Maradona, infatti, è stato il suo più grande avversario soprattutto quando portò l'Argentina a vincere i mondiali del 1986 segnata dal gol che il Pibe de Oro accreditò alla 'mano de Dios', prima di vincere il titolo praticamente da solo in finale con la Germania Ovest. Un romanzo calcistico sporcato da una vita fatta di eccessi fuori dal campo. Molti giocatori sostengono che Maradona sia stato meglio di Pelé, sicuramente diverso proprio per la sua vita turbolenta fatta di passioni, divorzi, figli e battaglie per riconoscerli, droga e depressione.
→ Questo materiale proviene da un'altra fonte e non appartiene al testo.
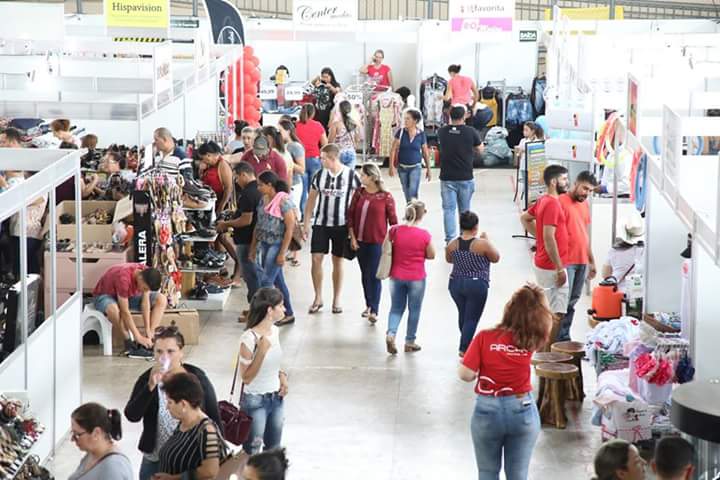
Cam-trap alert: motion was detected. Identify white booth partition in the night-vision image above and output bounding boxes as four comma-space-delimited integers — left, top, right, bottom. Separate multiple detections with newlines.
0, 149, 82, 459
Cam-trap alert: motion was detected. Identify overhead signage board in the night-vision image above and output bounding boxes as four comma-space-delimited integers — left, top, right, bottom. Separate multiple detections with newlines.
103, 0, 170, 37
448, 0, 515, 38
293, 0, 358, 30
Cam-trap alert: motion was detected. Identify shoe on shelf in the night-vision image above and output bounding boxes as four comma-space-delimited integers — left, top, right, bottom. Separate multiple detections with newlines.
275, 315, 295, 327
128, 346, 155, 361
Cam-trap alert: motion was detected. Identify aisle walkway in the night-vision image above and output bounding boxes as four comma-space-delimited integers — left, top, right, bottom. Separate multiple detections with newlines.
56, 170, 600, 480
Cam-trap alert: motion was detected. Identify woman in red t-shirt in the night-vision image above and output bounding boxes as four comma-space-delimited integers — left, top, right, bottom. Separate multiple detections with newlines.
458, 284, 553, 480
385, 200, 435, 355
295, 103, 327, 217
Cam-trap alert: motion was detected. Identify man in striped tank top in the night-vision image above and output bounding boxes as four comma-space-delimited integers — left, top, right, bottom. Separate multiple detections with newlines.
303, 143, 360, 313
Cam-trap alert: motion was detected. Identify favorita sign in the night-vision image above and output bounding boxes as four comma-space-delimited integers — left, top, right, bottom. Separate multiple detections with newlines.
449, 0, 515, 34
293, 0, 358, 30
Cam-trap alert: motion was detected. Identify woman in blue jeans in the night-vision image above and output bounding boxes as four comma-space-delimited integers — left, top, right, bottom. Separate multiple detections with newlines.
445, 212, 500, 357
248, 170, 297, 326
389, 108, 432, 203
238, 287, 288, 455
458, 284, 553, 480
385, 200, 435, 355
346, 163, 397, 325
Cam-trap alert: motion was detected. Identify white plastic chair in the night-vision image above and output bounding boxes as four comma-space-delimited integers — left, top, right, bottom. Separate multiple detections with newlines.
82, 304, 112, 356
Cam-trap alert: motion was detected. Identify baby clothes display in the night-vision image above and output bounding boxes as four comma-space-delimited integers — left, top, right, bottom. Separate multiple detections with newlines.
373, 92, 403, 157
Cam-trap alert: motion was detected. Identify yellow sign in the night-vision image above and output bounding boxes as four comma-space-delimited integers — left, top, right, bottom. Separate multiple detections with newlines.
545, 7, 625, 20
103, 0, 170, 30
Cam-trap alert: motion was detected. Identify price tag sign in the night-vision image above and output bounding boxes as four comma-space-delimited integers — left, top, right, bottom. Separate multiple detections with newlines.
260, 82, 277, 100
345, 92, 363, 105
285, 85, 304, 102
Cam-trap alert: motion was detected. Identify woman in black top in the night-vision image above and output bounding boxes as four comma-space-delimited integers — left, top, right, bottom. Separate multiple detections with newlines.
312, 67, 340, 132
125, 325, 220, 480
152, 373, 227, 480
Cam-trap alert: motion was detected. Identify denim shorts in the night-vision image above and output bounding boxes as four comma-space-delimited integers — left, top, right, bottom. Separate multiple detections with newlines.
95, 292, 158, 315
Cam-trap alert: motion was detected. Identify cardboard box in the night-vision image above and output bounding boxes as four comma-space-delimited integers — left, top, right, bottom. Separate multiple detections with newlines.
55, 197, 132, 243
113, 310, 200, 348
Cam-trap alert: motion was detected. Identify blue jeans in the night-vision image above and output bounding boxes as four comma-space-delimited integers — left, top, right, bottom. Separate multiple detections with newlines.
398, 163, 422, 203
387, 278, 425, 343
448, 277, 488, 353
257, 242, 293, 316
300, 157, 322, 216
340, 148, 356, 170
440, 180, 475, 243
235, 244, 258, 303
240, 392, 285, 455
357, 242, 382, 314
555, 265, 587, 342
470, 393, 540, 480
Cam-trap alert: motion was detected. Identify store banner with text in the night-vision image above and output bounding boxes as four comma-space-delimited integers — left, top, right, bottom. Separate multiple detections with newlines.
293, 0, 358, 30
449, 0, 515, 36
103, 0, 170, 35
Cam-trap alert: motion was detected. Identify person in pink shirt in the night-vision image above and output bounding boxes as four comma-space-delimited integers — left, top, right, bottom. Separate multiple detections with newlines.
385, 200, 435, 355
360, 49, 392, 92
444, 65, 478, 108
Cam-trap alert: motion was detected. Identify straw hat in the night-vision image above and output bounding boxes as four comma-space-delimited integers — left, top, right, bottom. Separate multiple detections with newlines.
617, 212, 645, 245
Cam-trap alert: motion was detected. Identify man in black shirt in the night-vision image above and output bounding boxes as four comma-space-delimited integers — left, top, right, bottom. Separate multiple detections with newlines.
216, 162, 262, 316
438, 105, 483, 243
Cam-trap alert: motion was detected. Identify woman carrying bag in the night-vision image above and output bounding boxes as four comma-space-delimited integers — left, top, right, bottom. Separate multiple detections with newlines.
239, 287, 288, 455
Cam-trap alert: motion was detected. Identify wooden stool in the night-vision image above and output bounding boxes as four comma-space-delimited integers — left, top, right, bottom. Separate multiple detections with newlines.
551, 342, 585, 402
535, 363, 578, 429
530, 352, 572, 409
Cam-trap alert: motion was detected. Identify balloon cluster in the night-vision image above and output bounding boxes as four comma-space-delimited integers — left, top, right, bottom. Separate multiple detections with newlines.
225, 45, 262, 125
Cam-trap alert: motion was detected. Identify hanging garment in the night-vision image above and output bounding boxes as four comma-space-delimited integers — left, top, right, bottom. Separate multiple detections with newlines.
530, 76, 547, 117
505, 92, 533, 129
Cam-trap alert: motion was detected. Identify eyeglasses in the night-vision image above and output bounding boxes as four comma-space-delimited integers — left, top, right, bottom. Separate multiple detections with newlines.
70, 431, 89, 442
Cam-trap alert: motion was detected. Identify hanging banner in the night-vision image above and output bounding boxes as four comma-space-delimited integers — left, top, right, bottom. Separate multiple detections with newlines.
627, 75, 639, 138
205, 0, 245, 45
525, 142, 547, 206
448, 0, 515, 37
293, 0, 358, 30
662, 105, 683, 197
103, 0, 170, 37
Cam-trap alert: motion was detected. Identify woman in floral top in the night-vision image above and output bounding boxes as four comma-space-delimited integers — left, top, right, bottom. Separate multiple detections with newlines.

"Ha avuto una vita travagliata, diventando un eroe positivo in campo e negativo a casa", traccia il profilo del campione Enrico Zanalda, co-presidente della Società italiana di psichiatria (Sip): "Rispetto a Pelé, Maradona ha avuto una vita molto travagliata, un po' romanzata, eroe positivo e negativo. Positivo per ciò che ha dimostrato sul campo, ma poi nel privato c'erano i figli illegittimi, la vita un po' dissipata, la droga. Maradona era uno che non stava alle regole. Sia in campo, basti pensare a quando ha segnato con la mano, era spregiudicato, sia nella vita privata cui si sentiva al di sopra di tutto. Era una persona anche affascinante sotto questo punto di vista. Tutto genio e sregolatezza, chi giocava con lui in squadra era molto affascinato, non si allenava ma giocava meglio di tutti. Certamente un grande atleta che non ha fatto la vita da atleta. Aveva un'intelligenza di gioco pazzesca: capiva, da quello che dicevano gli allenatori, in che momento attaccare in tal punto il tal giocatore per vincere la partita. Nel momento in cui ha fatto vincere lo scudetto al Napoli o la Coppa del Mondo all'Argentina è entrato nel cuore di tutti ed è qualcosa che segna molto in profondità, perché si è trattato di grandi gioie".